Publicado en Delirios el 10 de Octubre, 2006, 23:30 por Brocco

Comentaba con la tarada (y rubia, todo encaja) de Lulamy, vía minimalista google talk, lo que me fascinan esas historias reales —sino no fascinan tanto, admitámoslo— de gente que pasa del éxito más arrolla-abrumador y termina muriendo en la miseria o malviviendo con una minúscula pensión quenodapaná y padeciendo un chandalismo agudo de lo más barranquillero.

Llegado este punto de nuestra fascinante conversación, cité a Nadiuska. La muy zorrupia tocapelotas de Lula, que disfruta viéndome las ramas mesar y mi úlcera crecer, pensaba que era "ésa que consiguió un diez en gimnasia". Me gustaría poder decir que fui yo, sí, la que consiguió un diez haciendo el pinopuente en quinto de EBG, so lerda la Lula, pero no, siempre me he comportado como si me hubiera tragado un palo que debía flotar ya en el líquido amniótico. Podría haber sido un mondadientes... Who knows. Un diez en gimnasia. "La Navratilova, ésa de las medallas". Nadiuska, demonios, la musa del destape. La otra es Nadia, N-a-d-i-a Comaneci.



La foto no tiene que ver con nada, pero la vi y me hizo gracia y este es mi blog y pongo lo que quiero

Pues sí, como ustedes sabrán, queridos televidentes epañoles (los que no, pues no lo sabrán), la ex sex symbol es un poco enferma mental, y tal, como tantos otros que ostentan cargos públicos y nadie los mete en cuartos de paredes acolchadas.
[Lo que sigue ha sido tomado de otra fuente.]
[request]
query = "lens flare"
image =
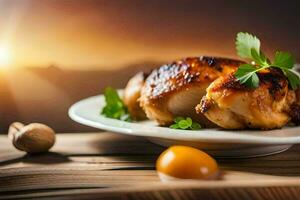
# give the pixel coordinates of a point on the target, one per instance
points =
(4, 57)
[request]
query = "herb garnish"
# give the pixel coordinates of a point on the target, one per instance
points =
(182, 123)
(114, 108)
(248, 46)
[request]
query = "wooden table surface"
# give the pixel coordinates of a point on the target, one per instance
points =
(112, 166)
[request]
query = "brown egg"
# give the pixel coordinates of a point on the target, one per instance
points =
(186, 163)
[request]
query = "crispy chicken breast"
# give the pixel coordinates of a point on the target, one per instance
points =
(132, 94)
(234, 106)
(175, 89)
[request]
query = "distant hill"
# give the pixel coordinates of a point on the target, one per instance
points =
(44, 94)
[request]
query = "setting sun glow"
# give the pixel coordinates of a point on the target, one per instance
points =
(4, 57)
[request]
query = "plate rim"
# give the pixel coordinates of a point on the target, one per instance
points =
(203, 135)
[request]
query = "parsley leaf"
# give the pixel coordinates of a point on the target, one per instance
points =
(293, 78)
(248, 46)
(244, 43)
(246, 74)
(185, 124)
(114, 108)
(284, 59)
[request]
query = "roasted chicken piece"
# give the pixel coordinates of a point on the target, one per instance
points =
(132, 94)
(175, 89)
(234, 106)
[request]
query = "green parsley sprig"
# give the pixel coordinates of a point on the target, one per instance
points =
(114, 108)
(248, 46)
(185, 124)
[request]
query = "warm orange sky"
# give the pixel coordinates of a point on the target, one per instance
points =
(89, 33)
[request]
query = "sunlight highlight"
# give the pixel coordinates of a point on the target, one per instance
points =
(4, 57)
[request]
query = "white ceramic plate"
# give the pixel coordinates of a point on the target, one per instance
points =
(222, 143)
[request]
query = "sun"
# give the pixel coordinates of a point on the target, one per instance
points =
(4, 57)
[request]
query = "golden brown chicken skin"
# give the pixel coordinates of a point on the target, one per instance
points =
(132, 95)
(175, 89)
(234, 106)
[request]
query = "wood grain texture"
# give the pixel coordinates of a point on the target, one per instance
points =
(112, 166)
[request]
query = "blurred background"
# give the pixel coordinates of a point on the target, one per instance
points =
(56, 52)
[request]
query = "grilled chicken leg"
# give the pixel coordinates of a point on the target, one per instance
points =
(234, 106)
(132, 94)
(175, 89)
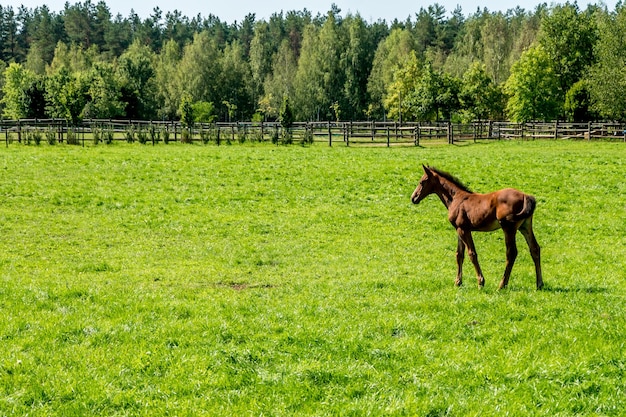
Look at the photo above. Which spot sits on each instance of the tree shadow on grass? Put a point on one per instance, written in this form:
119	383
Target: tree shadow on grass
575	290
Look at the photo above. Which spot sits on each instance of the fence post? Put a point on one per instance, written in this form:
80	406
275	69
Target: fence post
262	132
556	129
330	135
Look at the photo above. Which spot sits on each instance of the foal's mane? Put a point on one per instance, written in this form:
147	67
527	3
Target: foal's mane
451	178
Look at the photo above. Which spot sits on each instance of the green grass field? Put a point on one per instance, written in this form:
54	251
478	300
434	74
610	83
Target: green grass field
259	280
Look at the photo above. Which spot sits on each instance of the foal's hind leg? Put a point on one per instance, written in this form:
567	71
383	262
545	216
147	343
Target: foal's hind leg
511	254
460	257
535	251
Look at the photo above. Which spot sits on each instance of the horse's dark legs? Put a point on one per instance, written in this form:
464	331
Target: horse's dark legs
511	255
466	238
535	251
460	257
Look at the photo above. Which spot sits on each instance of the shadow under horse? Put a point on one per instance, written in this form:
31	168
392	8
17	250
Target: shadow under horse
508	209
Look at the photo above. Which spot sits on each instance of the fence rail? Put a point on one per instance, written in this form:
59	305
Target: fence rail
345	133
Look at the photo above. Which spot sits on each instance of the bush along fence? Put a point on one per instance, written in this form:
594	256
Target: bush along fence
52	131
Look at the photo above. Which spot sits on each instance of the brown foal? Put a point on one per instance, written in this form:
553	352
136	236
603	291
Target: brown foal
508	209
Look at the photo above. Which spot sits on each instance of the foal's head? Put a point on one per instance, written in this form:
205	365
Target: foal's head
425	187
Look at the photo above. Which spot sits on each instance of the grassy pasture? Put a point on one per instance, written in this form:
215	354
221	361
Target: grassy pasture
260	280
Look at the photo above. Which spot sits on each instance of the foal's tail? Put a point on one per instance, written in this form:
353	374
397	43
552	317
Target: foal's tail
529	207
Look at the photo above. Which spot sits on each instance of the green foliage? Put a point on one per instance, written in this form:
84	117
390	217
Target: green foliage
304	282
577	105
186	111
15	100
533	87
286	117
66	95
203	112
607	78
568	36
480	98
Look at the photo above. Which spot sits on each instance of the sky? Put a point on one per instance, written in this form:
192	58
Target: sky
230	11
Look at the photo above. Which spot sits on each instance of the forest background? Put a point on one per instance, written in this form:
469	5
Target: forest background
554	62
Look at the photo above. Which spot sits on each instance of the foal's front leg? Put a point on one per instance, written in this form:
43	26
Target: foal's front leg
466	238
460	257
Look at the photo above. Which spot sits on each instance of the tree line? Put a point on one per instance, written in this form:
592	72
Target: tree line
554	62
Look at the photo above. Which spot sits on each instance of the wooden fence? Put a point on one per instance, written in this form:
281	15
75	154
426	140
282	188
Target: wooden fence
333	133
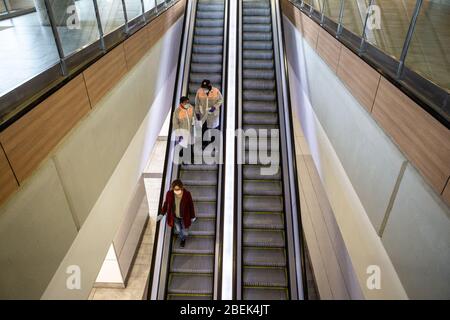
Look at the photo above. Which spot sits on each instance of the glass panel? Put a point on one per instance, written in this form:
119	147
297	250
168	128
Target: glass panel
149	5
316	4
2	7
429	52
134	9
18	5
394	19
160	1
111	15
331	9
76	23
354	15
27	48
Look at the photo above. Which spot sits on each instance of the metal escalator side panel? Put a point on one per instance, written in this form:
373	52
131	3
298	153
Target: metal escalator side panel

Muy bien, ahora, sobre esa página enlazada antes, ésta, donde sea, clicad con el botón derecho del ratón (versión Mac desconocida para mi, dear Trufa). ¡Zas!
Qué se puede esperar de una web en la que podemos leer joyas literarias cómo ésta:

Se trataba del Museo del Prado. Con su aire de felina inmensa -daba un poco de miedo tenerla tan ahí mismo-, y era entonces la musa del pecado solitario de nuestra rabiosa radiante, juventud de aquellos días. Sus pósters iluminaban taquillas de soldado, tabernas de la pana-pena-pene de España entera, y su inmensa boca era una tentación de papel y aquel an-sie-dad que cantaba Nat King Cole con su voz de brócoli y naranja al mismo tiempo.

Ya sabemos quién es el enfermo mental, además de la verdura que escribe este demencial post.